2. Don’t read your speech.
When presenting in front of an audience, one of your goals as the speaker is to connect with your audience using effective delivery. Delivery should be as natural and authentic as possible, but this can be difficult because we all get nervous when presenting.
It’s important to show your audience that you’re a human being so they can connect with you. One way to connect is by using a speaking outline instead of a script. An outline will help keep you on track, so you won’t forget the order of your message, but it will prevent you from reading to your audience. After all, a presentation is about public speaking – not public reading.
Have you watched a great TEDTalk lately? Chances are, the speaker didn’t read his or her speech. This is because each TED presenter is given the 10 TED Commandments, and Commandment #9 orders: “Thou shalt not read thy speech.” TEDsters know that audiences need a human connection with a real person – not a robot – in order for the presentation to resonate.
3. Stop creating death-by-bullet point slides.
You’ve seen it before: a presenter types out his or her entire speech on a deck of PowerPoint slides. What happens next? That presenter bores everyone to tears reading their speech as-is, directly from the slides.
There is a better way to present. Believe it or not, slides weren’t actually designed to be used as documents. A book, a handout, a report, and a document are things meant for reading. A slide is a form of visual communication, so the job of a slide is to support the presenter’s speech in a visual way.

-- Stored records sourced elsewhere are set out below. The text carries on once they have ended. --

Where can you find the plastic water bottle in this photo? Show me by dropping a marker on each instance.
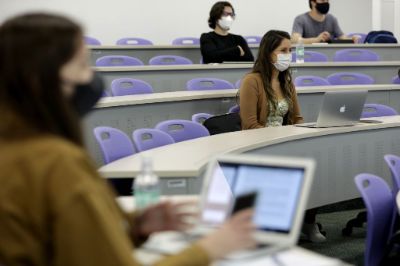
(300, 51)
(146, 185)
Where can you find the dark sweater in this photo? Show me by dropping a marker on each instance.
(217, 48)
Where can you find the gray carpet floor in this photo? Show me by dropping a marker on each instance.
(349, 249)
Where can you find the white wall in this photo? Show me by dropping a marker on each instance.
(163, 20)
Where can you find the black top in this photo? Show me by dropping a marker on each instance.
(216, 48)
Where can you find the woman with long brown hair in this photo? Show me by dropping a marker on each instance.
(54, 207)
(268, 99)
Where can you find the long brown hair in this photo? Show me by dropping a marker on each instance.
(264, 67)
(33, 48)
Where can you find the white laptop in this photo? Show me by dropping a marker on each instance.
(340, 108)
(282, 185)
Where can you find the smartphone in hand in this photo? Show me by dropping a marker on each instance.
(245, 201)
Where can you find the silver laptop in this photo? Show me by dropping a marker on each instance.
(282, 185)
(340, 108)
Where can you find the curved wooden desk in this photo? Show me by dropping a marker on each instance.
(340, 153)
(132, 112)
(169, 78)
(387, 52)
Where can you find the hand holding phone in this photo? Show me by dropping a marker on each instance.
(245, 201)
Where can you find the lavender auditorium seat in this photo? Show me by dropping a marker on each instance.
(238, 84)
(91, 41)
(311, 56)
(150, 138)
(234, 109)
(355, 55)
(306, 81)
(253, 39)
(379, 201)
(349, 78)
(376, 110)
(170, 60)
(186, 41)
(181, 130)
(361, 35)
(114, 143)
(129, 86)
(134, 41)
(118, 60)
(201, 117)
(208, 84)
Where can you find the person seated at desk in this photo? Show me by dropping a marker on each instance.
(317, 25)
(55, 209)
(267, 98)
(219, 45)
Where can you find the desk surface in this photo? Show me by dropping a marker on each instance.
(173, 160)
(155, 47)
(181, 95)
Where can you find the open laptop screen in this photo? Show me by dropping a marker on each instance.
(278, 191)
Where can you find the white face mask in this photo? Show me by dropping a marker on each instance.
(226, 22)
(283, 61)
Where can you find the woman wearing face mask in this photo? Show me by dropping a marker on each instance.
(219, 45)
(268, 99)
(317, 25)
(54, 207)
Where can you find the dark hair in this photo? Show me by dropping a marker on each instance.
(216, 13)
(33, 48)
(264, 66)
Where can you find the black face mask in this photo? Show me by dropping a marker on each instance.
(323, 8)
(87, 95)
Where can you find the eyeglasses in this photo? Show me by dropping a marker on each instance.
(225, 14)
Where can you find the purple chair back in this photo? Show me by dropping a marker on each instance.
(150, 138)
(349, 78)
(253, 39)
(114, 144)
(181, 130)
(199, 84)
(355, 55)
(238, 84)
(91, 41)
(234, 109)
(186, 41)
(306, 81)
(170, 60)
(311, 56)
(129, 86)
(361, 35)
(134, 41)
(393, 162)
(375, 110)
(378, 199)
(118, 60)
(201, 117)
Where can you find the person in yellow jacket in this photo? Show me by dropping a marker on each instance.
(54, 207)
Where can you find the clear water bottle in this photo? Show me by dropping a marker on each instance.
(300, 51)
(146, 186)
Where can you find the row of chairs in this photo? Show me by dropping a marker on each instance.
(342, 78)
(381, 211)
(115, 144)
(130, 86)
(344, 55)
(177, 41)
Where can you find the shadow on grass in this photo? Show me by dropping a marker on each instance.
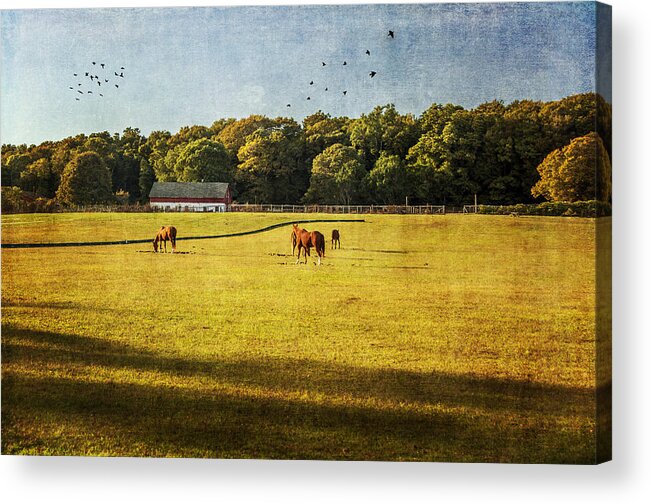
(472, 418)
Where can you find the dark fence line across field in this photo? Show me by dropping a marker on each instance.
(148, 240)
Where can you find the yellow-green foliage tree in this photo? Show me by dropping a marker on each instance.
(580, 171)
(85, 180)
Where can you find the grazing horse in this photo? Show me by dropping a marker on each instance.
(335, 238)
(165, 233)
(306, 240)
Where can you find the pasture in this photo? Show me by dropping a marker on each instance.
(426, 338)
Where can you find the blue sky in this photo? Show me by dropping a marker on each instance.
(185, 66)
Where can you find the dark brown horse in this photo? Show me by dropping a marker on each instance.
(335, 238)
(306, 240)
(165, 233)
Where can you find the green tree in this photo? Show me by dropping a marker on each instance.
(384, 129)
(156, 148)
(272, 164)
(38, 178)
(203, 160)
(13, 167)
(389, 181)
(580, 171)
(233, 136)
(146, 180)
(85, 180)
(337, 177)
(321, 131)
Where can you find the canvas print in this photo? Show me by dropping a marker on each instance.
(370, 232)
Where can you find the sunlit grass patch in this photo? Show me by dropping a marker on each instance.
(467, 338)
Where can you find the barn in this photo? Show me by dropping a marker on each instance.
(191, 196)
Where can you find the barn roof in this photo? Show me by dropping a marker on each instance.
(188, 190)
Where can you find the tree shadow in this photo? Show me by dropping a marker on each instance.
(295, 408)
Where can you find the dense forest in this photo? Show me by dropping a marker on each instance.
(523, 152)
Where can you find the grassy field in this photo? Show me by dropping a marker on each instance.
(431, 338)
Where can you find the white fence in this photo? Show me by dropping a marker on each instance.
(340, 209)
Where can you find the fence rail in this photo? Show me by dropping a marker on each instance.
(340, 209)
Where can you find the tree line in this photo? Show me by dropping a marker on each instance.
(523, 152)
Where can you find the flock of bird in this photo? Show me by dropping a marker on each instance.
(94, 84)
(98, 84)
(344, 92)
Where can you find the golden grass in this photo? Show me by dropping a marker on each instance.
(432, 338)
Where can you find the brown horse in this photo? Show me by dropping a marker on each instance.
(335, 238)
(165, 233)
(306, 240)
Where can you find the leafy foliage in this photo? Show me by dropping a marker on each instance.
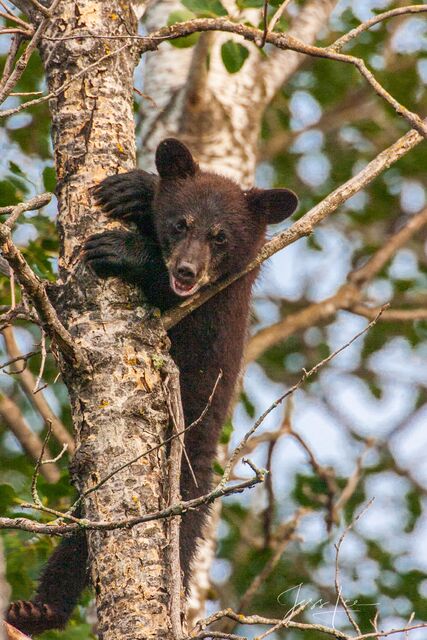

Consider the slide that appears to the side of a newscaster’s head when he or she is reporting on a news story. TV anchors know if that slide were filled with bullet points that the audience could read themselves, they’d have no need to stick around to listen to the presentation. Real, live audiences feel the same way. Think again about the slides the newscasters use … There is a big image with maybe one word or short phrase summarizing the main idea of the news story. This design works just as well for your own presentation slides.